In my last post, I picked up Dr. Paul Trafford’s idea for a $100 PDA, and he was gracious enough to add his comment:
Your thoughts on a $100 One-PDA-A-Learner are very welcome. Many thanks for picking this up. My musings on OxPDA are now more than 2 years old and since then connectivity has improved a lot, so my wishes should probably be revised.
An affordable Linux-based PDA sounds a good candidate, but brand new equipment always comes at a considerable premium. If it is to work I think it is important to bring in experiences from a broad range of initiatives, each of which can contribute at least some lessons.

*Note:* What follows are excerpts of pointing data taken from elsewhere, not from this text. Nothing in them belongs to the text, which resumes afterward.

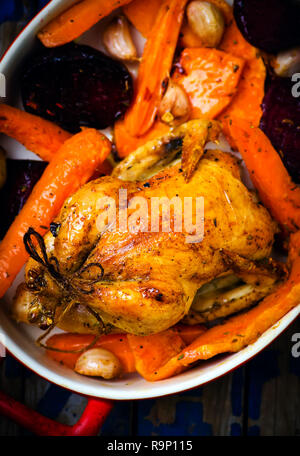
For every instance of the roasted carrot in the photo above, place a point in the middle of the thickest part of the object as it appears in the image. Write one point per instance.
(76, 20)
(116, 343)
(152, 352)
(189, 333)
(38, 135)
(243, 329)
(247, 101)
(210, 78)
(277, 191)
(246, 104)
(155, 67)
(126, 143)
(70, 168)
(142, 15)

One project that offered much promise a few years ago was the Simputer, but it didn’t prove as cost-effective as hoped.
I’d be ecstatic to see Paul’s revised thoughts on what a $100 PDA might incorporate today, given advancements in technology in the last two years. I agree with Paul that brand new equipment generally carries abit of a price tag, but this is often the result of manufacturer, wholesale, and retail markups – a hurdle side-stepped by the creators of the OLPC by controlling their own manufacturing and distribution, rather than purchase a marked-up consumer model. Having control over design and manufacturing also meant the OLPC machines could be designed from the ground up to support pedagogical objectives – rather than the usual consumer entertainment or business objectives.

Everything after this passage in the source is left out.